Carcere di Alba, Azione interroga il Governo: “Servono certezze sulla fine dei lavori”
Dopo quasi dieci anni di lavori al carcere “Giuseppe Montalto” di Alba, Azione presenta un’interrogazione parlamentare al ministro Nordio per ottenere tempi certi sulla conclusione del cantiere.
Alba. Dopo quasi dieci anni di lavori e continui rinvii, il carcere “Giuseppe Montalto” di Alba torna al centro del dibattito politico. Il partito Azione ha infatti depositato un’interrogazione parlamentare rivolta al ministro della Giustizia Carlo Nordio per fare chiarezza sullo stato dei lavori di ristrutturazione dell’istituto penitenziario.
L’iniziativa è stata presentata dagli onorevoli Fabrizio Benzoni e Daniela Ruffino, su sollecitazione del segretario provinciale di Azione Cuneo Giacomo Prandi e del segretario cittadino di Azione Alba Massimo Giachino. L’obiettivo è ottenere risposte definitive su un cantiere aperto dal 2016, anno in cui gravi casi di legionellosi portarono allo svuotamento della struttura.

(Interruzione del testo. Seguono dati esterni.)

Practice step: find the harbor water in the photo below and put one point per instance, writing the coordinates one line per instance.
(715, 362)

Da allora, spiegano i promotori dell’interrogazione, si sono susseguiti interventi sugli impianti idrosanitari, cambi di destinazione d’uso, promesse di riapertura e continui slittamenti del cronoprogramma. Nonostante le più recenti rassicurazioni, che indicavano la consegna del padiglione principale entro dicembre 2025, anche tale termine non è stato rispettato e nel 2026 i lavori risultano ancora in corso.
“Non è accettabile che un presidio di legalità e sicurezza resti un cantiere a cielo aperto per un decennio – dichiarano Benzoni e Ruffino –. Abbiamo interrogato il ministro per ottenere un orizzonte temporale certo e definitivo. Le inefficienze dell’edilizia penitenziaria ricadono sulla dignità dei detenuti e sulle condizioni di lavoro della Polizia Penitenziaria”.

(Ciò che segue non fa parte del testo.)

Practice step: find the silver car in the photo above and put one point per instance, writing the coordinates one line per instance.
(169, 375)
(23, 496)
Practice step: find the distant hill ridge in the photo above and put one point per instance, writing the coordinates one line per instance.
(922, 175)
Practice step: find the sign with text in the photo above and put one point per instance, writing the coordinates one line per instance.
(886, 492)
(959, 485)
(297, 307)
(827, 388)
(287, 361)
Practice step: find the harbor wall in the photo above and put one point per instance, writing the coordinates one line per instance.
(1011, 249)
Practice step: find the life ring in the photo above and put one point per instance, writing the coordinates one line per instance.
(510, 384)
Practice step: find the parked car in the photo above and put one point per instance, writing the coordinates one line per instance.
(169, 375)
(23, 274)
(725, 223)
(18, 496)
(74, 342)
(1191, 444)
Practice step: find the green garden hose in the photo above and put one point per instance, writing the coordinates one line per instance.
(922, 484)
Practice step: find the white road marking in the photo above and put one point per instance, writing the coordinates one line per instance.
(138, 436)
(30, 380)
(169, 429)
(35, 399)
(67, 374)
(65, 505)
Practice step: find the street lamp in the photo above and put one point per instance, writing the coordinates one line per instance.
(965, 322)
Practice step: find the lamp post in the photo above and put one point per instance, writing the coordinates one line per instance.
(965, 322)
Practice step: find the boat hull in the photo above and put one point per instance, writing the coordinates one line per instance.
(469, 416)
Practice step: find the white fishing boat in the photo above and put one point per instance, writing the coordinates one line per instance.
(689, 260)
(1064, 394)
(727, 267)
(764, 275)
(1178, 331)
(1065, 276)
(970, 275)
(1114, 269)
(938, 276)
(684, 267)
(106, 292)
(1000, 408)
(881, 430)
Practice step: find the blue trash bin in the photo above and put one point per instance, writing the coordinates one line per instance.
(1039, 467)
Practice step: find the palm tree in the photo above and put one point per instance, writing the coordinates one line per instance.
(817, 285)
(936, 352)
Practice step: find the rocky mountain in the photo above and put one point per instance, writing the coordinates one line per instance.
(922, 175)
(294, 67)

Critiche arrivano anche dai vertici locali del partito. Secondo Prandi e Giachino, la vicenda del carcere albese rappresenta un caso emblematico di mancanza di programmazione e controllo nel sistema penitenziario. “Il territorio cuneese ha bisogno di risposte chiare – affermano –. Il carcere di Alba deve tornare alla piena operatività con spazi adeguati e moderni, non attraverso soluzioni provvisorie come i moduli prefabbricati”.
Con l’interrogazione, Azione chiede al Governo di chiarire formalmente le cause dei ritardi e di indicare una data certa per il completamento dei lavori, mettendo fine a un’attesa definita ormai insostenibile per il sistema giustizia e per la comunità albese.